# Chapter 2: Foundations of Audit Analytics

Broad application of statistical and data analytic tools are essential for the cost-effective completion of audits. This notebook demonstrates Python tools for analytics that provide a scientific basis for audit decisions.

## Setup

In [None]:
import pandas as pd
import numpy as np
import matplotlib.pyplot as plt
import seaborn as sns
from scipy import stats
import auditanalytics as aa

# Set plotting style
sns.set_style('whitegrid')
plt.rcParams['figure.figsize'] = (10, 6)

## Metrics and Estimates

Statisticians estimate; business analysts measure.
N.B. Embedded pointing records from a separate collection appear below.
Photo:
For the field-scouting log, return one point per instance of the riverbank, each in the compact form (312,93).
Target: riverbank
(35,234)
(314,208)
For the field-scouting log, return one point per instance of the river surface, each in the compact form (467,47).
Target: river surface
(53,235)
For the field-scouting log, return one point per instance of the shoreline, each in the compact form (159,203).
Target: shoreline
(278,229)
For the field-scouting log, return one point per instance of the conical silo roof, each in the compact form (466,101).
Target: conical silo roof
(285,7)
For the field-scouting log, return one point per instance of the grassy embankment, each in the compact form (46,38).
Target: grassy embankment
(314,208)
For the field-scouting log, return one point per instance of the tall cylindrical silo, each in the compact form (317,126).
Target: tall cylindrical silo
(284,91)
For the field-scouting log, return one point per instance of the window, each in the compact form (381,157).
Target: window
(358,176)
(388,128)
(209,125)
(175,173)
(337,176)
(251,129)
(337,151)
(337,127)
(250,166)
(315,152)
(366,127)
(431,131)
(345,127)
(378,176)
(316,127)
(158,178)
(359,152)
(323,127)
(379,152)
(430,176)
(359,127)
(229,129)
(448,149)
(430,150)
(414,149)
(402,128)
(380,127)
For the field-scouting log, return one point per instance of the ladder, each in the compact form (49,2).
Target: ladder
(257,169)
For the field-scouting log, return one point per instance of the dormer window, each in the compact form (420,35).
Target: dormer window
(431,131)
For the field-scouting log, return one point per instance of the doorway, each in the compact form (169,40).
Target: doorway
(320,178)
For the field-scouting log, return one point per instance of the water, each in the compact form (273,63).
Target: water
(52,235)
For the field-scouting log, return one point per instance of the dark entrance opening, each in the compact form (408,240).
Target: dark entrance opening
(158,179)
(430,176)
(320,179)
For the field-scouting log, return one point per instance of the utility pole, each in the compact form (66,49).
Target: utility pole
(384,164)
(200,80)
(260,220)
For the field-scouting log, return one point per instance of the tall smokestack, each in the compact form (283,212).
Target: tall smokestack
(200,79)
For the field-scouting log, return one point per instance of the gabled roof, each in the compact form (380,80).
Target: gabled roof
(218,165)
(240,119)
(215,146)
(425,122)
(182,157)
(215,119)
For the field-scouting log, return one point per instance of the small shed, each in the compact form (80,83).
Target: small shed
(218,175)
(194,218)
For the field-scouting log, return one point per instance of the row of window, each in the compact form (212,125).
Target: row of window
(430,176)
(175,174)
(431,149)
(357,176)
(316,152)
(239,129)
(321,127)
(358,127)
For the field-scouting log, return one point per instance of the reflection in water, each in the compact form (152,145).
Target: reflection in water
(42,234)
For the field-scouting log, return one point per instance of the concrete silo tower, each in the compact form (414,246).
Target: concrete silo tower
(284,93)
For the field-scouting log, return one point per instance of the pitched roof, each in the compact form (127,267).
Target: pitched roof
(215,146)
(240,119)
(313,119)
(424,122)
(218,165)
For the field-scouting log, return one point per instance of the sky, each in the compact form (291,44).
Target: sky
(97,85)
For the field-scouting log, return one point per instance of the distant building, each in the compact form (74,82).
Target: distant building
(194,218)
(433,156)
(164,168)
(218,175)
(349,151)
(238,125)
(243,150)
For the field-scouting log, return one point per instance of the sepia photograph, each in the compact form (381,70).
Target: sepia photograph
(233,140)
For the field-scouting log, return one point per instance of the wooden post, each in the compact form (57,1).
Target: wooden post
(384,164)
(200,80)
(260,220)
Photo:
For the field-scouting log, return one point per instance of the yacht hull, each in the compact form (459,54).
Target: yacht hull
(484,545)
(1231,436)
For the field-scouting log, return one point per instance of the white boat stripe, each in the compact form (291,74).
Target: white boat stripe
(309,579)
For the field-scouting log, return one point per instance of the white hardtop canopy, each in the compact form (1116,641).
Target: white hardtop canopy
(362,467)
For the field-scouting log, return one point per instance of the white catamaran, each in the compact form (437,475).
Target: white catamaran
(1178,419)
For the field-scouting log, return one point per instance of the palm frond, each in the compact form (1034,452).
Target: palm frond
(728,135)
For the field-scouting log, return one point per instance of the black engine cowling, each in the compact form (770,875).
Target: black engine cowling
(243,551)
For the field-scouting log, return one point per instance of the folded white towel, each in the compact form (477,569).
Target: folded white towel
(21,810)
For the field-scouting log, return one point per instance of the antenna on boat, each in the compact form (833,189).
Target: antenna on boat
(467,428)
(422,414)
In auditing, accounting for uncertainty lies at the heart of the discipline.

### Footing and Agreeing

The auditor's initial step when confronted with a new database is to 'foot' the dataset (compute a total) and 'agree' that total to the client's records.

In [None]:
# Load disbursements journal
disburse = aa.load_dataset('ch_2_AP_disbursements_journal')

# Display summary statistics
print(disburse.describe())
print(f"\n\nFooted total of disbursements journal = ${disburse['amount_paid'].sum():,.2f}")

## Banking Industry Dataset Analysis

Let's analyze financial data from the banking industry.

In [None]:
# Load banking financial data
bank_fin = aa.load_dataset('ch_2_yahoo_fin')

# Display basic information
print("Dataset shape:", bank_fin.shape)
print("\nColumn names:")
print(bank_fin.columns.tolist())
print("\nFirst few rows:")
bank_fin.head()

In [None]:
# Descriptive statistics
print("Descriptive Statistics:")
bank_fin.describe(include='all')

In [None]:
# Group-by analysis if 'name' column exists
if 'name' in bank_fin.columns:
    print("\nStatistics by Institution:")
    print(bank_fin.groupby('name').describe())

## Data Visualization

Visual analysis helps identify patterns and anomalies in financial data.

In [None]:
# Example: Distribution plot for numerical columns
numeric_cols = bank_fin.select_dtypes(include=[np.number]).columns

if len(numeric_cols) > 0:
    # Plot first numeric column as example
    plt.figure(figsize=(10, 6))
    sns.histplot(bank_fin[numeric_cols[0]].dropna(), kde=True)
    plt.title(f'Distribution of {numeric_cols[0]}')
    plt.xlabel(numeric_cols[0])
    plt.ylabel('Frequency')
    plt.show()

## Statistical Testing

Statistical tests help validate assumptions about the data.

In [None]:
# Normality test on numeric data
if len(numeric_cols) > 0:
    sample_col = numeric_cols[0]
    data = bank_fin[sample_col].dropna()
    
    if len(data) > 0:
        statistic, p_value = stats.normaltest(data)
        print(f"Normality test for {sample_col}:")
        print(f"  Statistic: {statistic:.4f}")
        print(f"  P-value: {p_value:.4f}")
        print(f"  Result: {'Data appears normal' if p_value > 0.05 else 'Data does not appear normal'}")

## Conclusion

This notebook demonstrates fundamental statistical and analytical techniques used in audit analytics with Python. These tools provide the foundation for more advanced audit procedures covered in subsequent chapters.